Bob Hope died in 2003. He was a hundred years old. Pater Falk is 83. Either the clips they show is really old or he has held up better than he seems to have done on his few recent media appearances.
This morning on South Carolina Business Review, radio host Mike Switzer did his usual Monday morning interview with John Warner, who follows Upstate SC economic development via his Swampfox website.
Warner told an interesting tale about how Greenville hosted an econ dev team from Knoxville, TN. He argued that for every big redevelopment project in the Upstate, it needed a champion: someone with the heft to get things like the Hyatt downtown or Falls Park off the dime.
It made sense. It made me wonder, who is the champion for attracting the volume of knowledge workers- and changing the anti-knowledge worker culture of the state? And if there is no one, how do we find someone to pick up the fallen standard?
Switzer finished his interview with the advice that if one wanted to know more, just look up SC Business Review on the ETV Radio website.
So I did.
Here's what I found:
SC Business Review
South Carolina Business Review, with host Mike Switzer, features news and interviews from South Carolina's public companies and business leaders.

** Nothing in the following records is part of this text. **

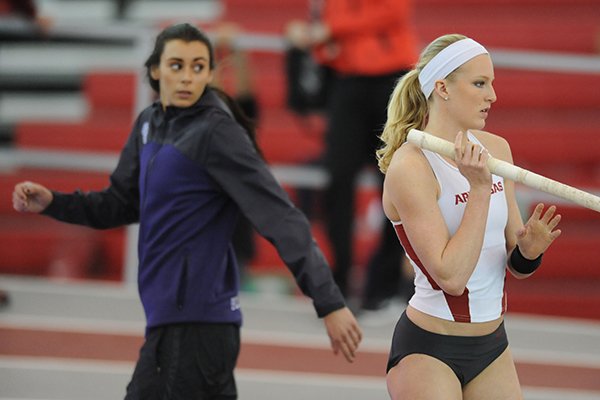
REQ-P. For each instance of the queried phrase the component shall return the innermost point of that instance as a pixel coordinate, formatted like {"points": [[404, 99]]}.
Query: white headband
{"points": [[447, 61]]}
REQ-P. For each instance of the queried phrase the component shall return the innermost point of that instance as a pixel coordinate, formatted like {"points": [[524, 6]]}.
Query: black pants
{"points": [[187, 362], [357, 112]]}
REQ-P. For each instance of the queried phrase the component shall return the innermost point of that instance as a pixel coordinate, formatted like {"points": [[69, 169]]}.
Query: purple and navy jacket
{"points": [[185, 174]]}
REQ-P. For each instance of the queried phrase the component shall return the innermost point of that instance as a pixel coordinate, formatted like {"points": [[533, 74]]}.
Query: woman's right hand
{"points": [[31, 197], [471, 160]]}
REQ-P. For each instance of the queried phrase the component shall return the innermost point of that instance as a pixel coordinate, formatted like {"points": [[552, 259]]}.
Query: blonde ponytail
{"points": [[408, 108]]}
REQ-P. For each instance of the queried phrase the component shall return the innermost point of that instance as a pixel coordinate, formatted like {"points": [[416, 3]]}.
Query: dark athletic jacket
{"points": [[185, 174]]}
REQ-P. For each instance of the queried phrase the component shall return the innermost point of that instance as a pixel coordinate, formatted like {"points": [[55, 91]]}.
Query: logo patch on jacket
{"points": [[145, 130], [235, 303]]}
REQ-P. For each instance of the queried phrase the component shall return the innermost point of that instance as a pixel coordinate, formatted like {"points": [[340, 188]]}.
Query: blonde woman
{"points": [[460, 227]]}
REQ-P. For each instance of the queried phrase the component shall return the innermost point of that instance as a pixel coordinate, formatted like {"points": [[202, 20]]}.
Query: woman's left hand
{"points": [[344, 333], [539, 232]]}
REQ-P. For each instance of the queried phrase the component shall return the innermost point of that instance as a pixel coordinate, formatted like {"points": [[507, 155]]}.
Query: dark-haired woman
{"points": [[188, 169]]}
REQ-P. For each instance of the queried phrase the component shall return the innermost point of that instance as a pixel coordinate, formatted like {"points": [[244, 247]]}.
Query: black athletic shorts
{"points": [[185, 362], [466, 355]]}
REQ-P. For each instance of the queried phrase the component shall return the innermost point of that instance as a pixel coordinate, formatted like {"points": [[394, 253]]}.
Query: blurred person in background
{"points": [[368, 44], [23, 15], [188, 169], [461, 227]]}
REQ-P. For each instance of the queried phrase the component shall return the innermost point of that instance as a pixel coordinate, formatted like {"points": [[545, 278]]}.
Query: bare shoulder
{"points": [[408, 167], [497, 146]]}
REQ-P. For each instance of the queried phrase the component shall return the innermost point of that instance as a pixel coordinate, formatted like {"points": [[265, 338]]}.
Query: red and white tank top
{"points": [[484, 298]]}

For questions, comments, or information about underwriting E-mail Mike Switzer.
What's On
(Browse our archive)
The week of 08/23/2010
Monday, Aug 23, 2010
Narrative: The pulse of the SC business community is being monitored through news, blog comments, and events at www.swampfox.ws, a weekly feature on the SC Business Review.
Description: Mike Switzer interviews John Warner, founder and publisher of www.swampfox.ws based in Greenville, SC.
Damn. I sure learned a lot from that.